Monday, September 28, 2009

A Yom Kippur of tears..., the NF has not gone soft --- I laughed so hard during mincha I started crying....more on that later.

Hope everyone had an easy fast.
First things first, the NF would like to thank Yosef Shmuel and Big M Halevi for all their help --- as I mentioned in an earlier post the NF developed a bad case of laryngitis over R"h -- -as the NF was scheduled to lead Kol Nidrei, you can say I was a bit stressed as the NF's voice remained rather grainy and low all week. Motza"sh, Big M and Yosef Shmuel came over to the NF's house and went over the davening (to know where to provide support) and even added some nice three part harmonies for a few bits. Kol Nidrei went off without a hitch --- a big success was Big M's suggestion of singing a three part harmony for V'nislach (after kol nidrei) to the melody of Bshem Hashem (Carlebach). It was a huge hit and the kahal started singing along.
Melody selection:
Yaaleh -- Vlirushalim ircha
Slach nach - Lmaan achai vrai
Omnom Ken - Ein Aroch
Ki Hinei - the annoying Israeli melody.

We also sang two smashing renditions of mochel avonot.

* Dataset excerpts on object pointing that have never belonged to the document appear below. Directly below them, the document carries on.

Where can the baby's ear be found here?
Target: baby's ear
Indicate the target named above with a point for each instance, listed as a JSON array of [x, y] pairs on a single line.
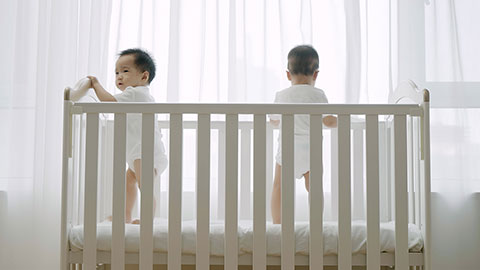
[[145, 76], [289, 76]]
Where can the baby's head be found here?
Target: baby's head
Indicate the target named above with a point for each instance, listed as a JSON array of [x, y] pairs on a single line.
[[302, 64], [134, 67]]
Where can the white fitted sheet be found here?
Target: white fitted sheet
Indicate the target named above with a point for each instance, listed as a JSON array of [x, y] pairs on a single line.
[[245, 237]]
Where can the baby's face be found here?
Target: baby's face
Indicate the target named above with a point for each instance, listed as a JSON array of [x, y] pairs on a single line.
[[127, 74]]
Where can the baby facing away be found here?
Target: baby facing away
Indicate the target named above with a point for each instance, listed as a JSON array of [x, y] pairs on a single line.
[[134, 71], [302, 72]]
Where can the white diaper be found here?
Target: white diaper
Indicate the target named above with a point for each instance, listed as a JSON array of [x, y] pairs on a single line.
[[301, 156]]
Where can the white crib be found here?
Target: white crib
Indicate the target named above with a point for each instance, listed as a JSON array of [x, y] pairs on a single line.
[[380, 152]]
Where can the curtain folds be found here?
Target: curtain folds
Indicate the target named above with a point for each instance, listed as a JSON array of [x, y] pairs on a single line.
[[205, 51]]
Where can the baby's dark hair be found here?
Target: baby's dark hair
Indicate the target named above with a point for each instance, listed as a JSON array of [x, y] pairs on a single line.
[[302, 60], [143, 61]]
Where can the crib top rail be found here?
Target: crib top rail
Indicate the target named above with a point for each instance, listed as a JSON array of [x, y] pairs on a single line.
[[252, 108]]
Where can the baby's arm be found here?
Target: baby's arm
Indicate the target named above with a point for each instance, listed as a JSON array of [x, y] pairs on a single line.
[[102, 94]]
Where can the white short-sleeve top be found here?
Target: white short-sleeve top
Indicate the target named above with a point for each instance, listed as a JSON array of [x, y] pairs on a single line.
[[134, 129], [300, 93]]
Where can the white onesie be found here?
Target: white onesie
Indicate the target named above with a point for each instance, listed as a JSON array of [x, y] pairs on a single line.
[[134, 129], [301, 93]]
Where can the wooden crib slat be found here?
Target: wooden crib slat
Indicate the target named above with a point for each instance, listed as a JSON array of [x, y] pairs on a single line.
[[90, 213], [270, 165], [416, 158], [146, 189], [316, 193], [118, 204], [334, 173], [221, 174], [231, 193], [202, 258], [410, 160], [401, 203], [383, 148], [245, 207], [358, 193], [259, 192], [288, 193], [344, 195], [175, 193], [373, 192]]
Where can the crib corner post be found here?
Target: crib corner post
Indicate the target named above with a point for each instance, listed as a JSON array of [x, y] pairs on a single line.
[[67, 153], [426, 226]]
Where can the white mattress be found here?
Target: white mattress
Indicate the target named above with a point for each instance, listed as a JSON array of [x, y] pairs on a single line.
[[245, 237]]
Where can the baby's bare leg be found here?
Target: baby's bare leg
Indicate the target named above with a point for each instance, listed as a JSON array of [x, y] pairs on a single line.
[[138, 172], [131, 196], [277, 196]]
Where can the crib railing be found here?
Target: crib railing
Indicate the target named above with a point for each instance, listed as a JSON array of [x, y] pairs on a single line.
[[405, 181]]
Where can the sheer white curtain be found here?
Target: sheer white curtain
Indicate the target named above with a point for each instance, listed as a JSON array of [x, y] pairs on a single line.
[[452, 42], [206, 51], [46, 46]]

The big Gong told the NF that he was trying to look for something to gong and couldn't find anthing. Dr. D, physician, new to the neighborhood and fresh off the boat from London, half gonged the NF because the NF repeated words in Haneshama Lach. Hey Dr. D --- wait 'til your debut here in the 'hood...

J, always being sensitive to women's needs suggested that the NF and the rest of the chevra go to daven at a vatikin minyan in the neighbordhood so that a) we could provide suitable support for our wives or b) allow our wives to go to shul without any children bothering them. The vatikin minyan was pretty good (4:45 AM --- home by 9:45 AM) alhtough baal musaf didn;t have much of a voice and his melody selection was horrendous. Adding insult to injury was that he didn't know the nusach for the avoda --- then someone told a really rude joke and the avoda was finished from my perspective...but at least I didn't cry...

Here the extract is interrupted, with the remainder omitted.